In March 2025 the High Court reaffirmed that a medical practitioner should not be held to have been negligent simply because something went wrong during a surgical procedure. To do so impermissibly reasons backwards from cause to effect.
In this case, the Plaintiff claimed damages from the defendant, a gynaecologist and obstetrician, following a laparoscopic surgical procedure during which cystic masses around her ovaries were removed together with her right ovary. It was agreed that as a consequence of the surgical procedure, the plaintiff sustained a perforation in the dome of her bladder, which was subsequently repaired surgically.
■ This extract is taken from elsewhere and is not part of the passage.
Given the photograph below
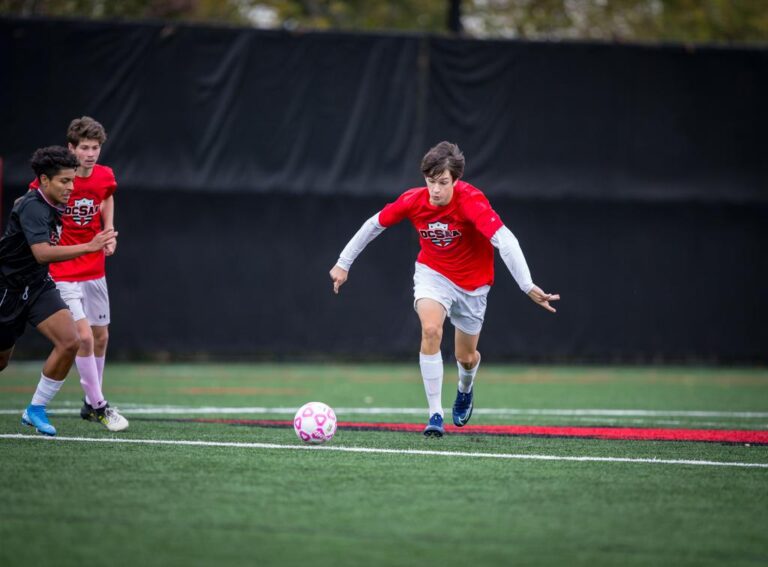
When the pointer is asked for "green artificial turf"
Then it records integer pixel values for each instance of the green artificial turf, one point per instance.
(73, 502)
The main issue determined by the Court was whether the plaintiff’s injury was caused by the defendant’s negligence. The plaintiff had to prove that, in the defendant’s performance of the surgical procedure and his use of the LigaSure surgical device, he failed to adhere to that level of skill and diligence of a reasonable gynaecologist and obstetrician in the circumstances.
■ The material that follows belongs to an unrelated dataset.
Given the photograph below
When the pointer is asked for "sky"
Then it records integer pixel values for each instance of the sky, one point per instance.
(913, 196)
The test applied by the Court in making its determination was whether the defendant employed reasonable skill and care and whether his conduct fell below the standard of a ‘reasonably competent’ medical practitioner in his field.
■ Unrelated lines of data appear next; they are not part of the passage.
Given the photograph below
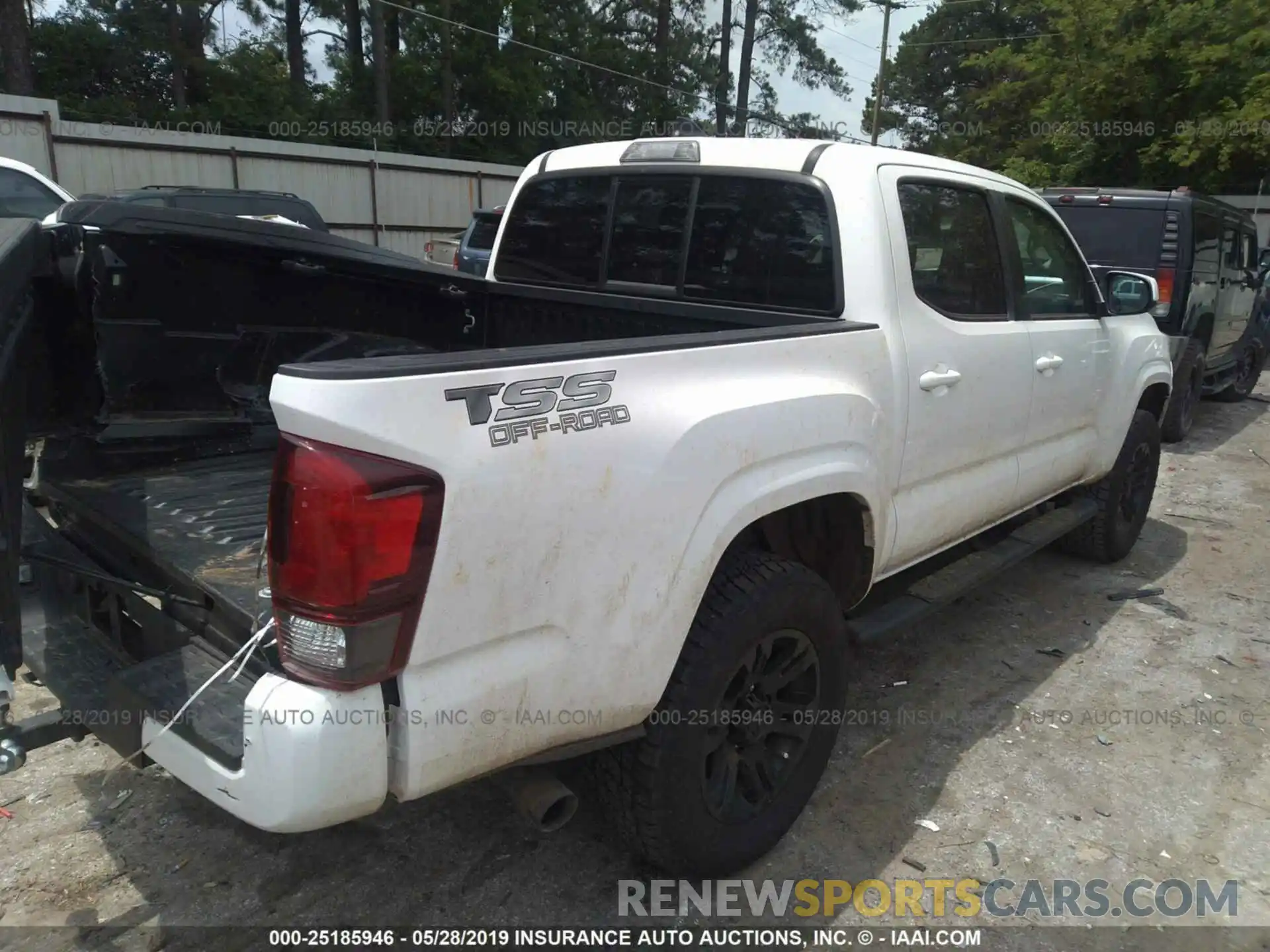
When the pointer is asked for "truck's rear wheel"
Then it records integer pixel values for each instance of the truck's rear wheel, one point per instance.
(1188, 387)
(746, 728)
(1123, 496)
(1248, 371)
The Court decided that the plaintiff failed to prove that in the defendant’s use and application of the LigaSure surgical device during the performance of the laparoscopic surgical procedure, the defendant was negligent and such negligence resulted in her sustaining a perforation in the dome of her bladder. In the Court’s view, based on a careful evaluation of the facts and of the expert evidence led by both parties, the perforation to the bladder was an unfortunate complication, the kind of which that can occur in the best of hands.
This judgment serves as a reminder that the res ipsa loquitur principle rarely has application in medical malpractice claims. Just because a complication arose during a surgical procedure or during medical treatment, does not mean that there is automatically blameworthy conduct attributed to the medical practitioner. In each case the Court will determine whether the medical practitioner’s conduct fell below the standard of the reasonably competent practitioner in that medical field. The medical practitioner will, as in this case, have to call expert evidence to show that the event can or did occur without any negligence.